Social media must be constantly moving forward, in both content and innovation, to meet the increasing demands from users. Businesses and consumers are looking towards companies like Facebook and Twitter to develop the next step in the way people engage with new media.
Currently new media and social media sites have become deeply invested in the concept of social commerce. As users develop richer and denser networks of connections, social media companies have responded with a system of commerce designed around digital social interactions.
Facebook members can already see the effects of social commerce through sales and promotions that have been tailored for a Facebook specific audience.
To completely understand how social commerce will change social media, social commerce must be defined within the structure of new media.
What is social commerce?
Social commerce can be defined as both a large and small concept that can exist individually and globally.
To understand social commerce on a wide spread scale, in a quote to Heidi Cohen, David Berkowitz of 360i defines social commerce as, “how marketers leverage social media to influence consumers’ shopping behavior, spanning product consideration, purchase intent, the transaction itself, and post-transaction advocacy and retention.”

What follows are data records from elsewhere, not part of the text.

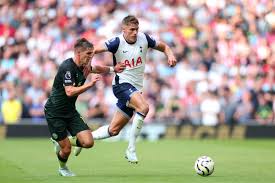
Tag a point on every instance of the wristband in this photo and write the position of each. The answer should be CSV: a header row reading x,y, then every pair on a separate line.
x,y
111,69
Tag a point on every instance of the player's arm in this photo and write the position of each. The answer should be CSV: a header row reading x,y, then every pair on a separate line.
x,y
100,48
118,68
69,82
74,91
161,46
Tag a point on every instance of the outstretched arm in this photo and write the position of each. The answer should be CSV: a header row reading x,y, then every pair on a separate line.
x,y
100,48
161,46
118,68
74,91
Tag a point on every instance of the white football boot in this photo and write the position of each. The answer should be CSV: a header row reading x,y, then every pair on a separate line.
x,y
131,156
65,172
77,150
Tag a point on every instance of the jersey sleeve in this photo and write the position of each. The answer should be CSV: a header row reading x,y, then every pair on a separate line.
x,y
68,76
112,44
151,41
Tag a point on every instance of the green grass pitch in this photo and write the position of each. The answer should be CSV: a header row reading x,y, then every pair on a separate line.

Essentially social commerce will allow companies to market to new media users using data collected from e commerce purchases and discussions. If a Facebook member posts, likes or clicks a certain product, data will be recorded to market similar items to the same user later on.
Julie Barile of Fairway Market best describes social commerce on an individual scale.
“Social Commerce is the act of consumers with similar interests, passions and needs collectively engaging in conversations related to products and services that satisfy those interests, passions and needs. Those conversations usually segue into several types of actions, such as recommending the products and services to more of their peers, and ultimately the purchase of those products and services,” Barile told marketing expert Heidi Cohen.
Social commerce for new media users is created through word of mouth (links, posts, wall sharing) and the countless reviews posted on sites like Amazon and Yelp. Individual social commerce will allow users to make informed decision about the products the purchase through reviews and analysis.
How will social commerce change Facebook?
Facebook has already taken steps to market its 750 million active users with personalized shopping advertisements and a proprietary system for making purchases straight through Facebook.
As of right now, Facebook has been the largest adopter of social commerce with various companies already achieving success through the site.
According to an info-graphic by Spinback, Pampers recently set up a Facebook store that awarded social sharing and interactions selling 1,000 diapers within one hour. Ticketfly averages 3.25 sales per Facebook share, while companies like Baby & Me contribute 50 percent of sales to Facebook.
These sales are a clear sign that social commerce has been successful in targeting very specific demographics. At this point, Facebook can only continue to open their doors to companies looking to market through social commerce.
Be on the look out for more sponsored posts and marketing showing up around Facebook in the coming year.
How will social commerce change Twitter?
Twitter has not embraced social commerce to the level that Facebook has, however, the new media giant is taking the necessary steps.
At the beginning of the year The Cheesecake Factory created a marketing campaign which rewarded users to tweet new years resolutions with the hashtag, “#SKINNYLICOUS.”
The Cheesecake Factory did this in conjunction with the release of their new “Skinnylicious” menu. People who tweeted new years’ resolutions to the companies Twitter had a chance of winning gift cards from The Cheesecake Factory.
This is a perfect example of how companies can and will use social commerce to promote new releases and sales. Companies can receive free promotion from thousands of users simply by asking people to broadcast the latest news in exchange for giveaways.
For users who will be on Facebook and Twitter anyway, sending a tweet or post for prizes, is minimum effort for the possibility of maximum results.
What’s next for social commerce?
Companies like Givvy are developing new ways to associate themselves with social commerce through Facebook and Twitter. Givvy provides Facebook users recommendations based on product recommendations, and then populates an online shop specifically tailored to that users taste.
Companies like Groupon and Jack Threads also send sale announcements via Twitter, Facebook and mobile applications that encourage users with sharing through those social sites.
New media users can expect to see a completely unique shopping experience based on their preferences that rewards them for social sharing on a grand scale. As social commerce grows in popularity among individuals and marketing professionals, it will continue to shape new media and commerce forever.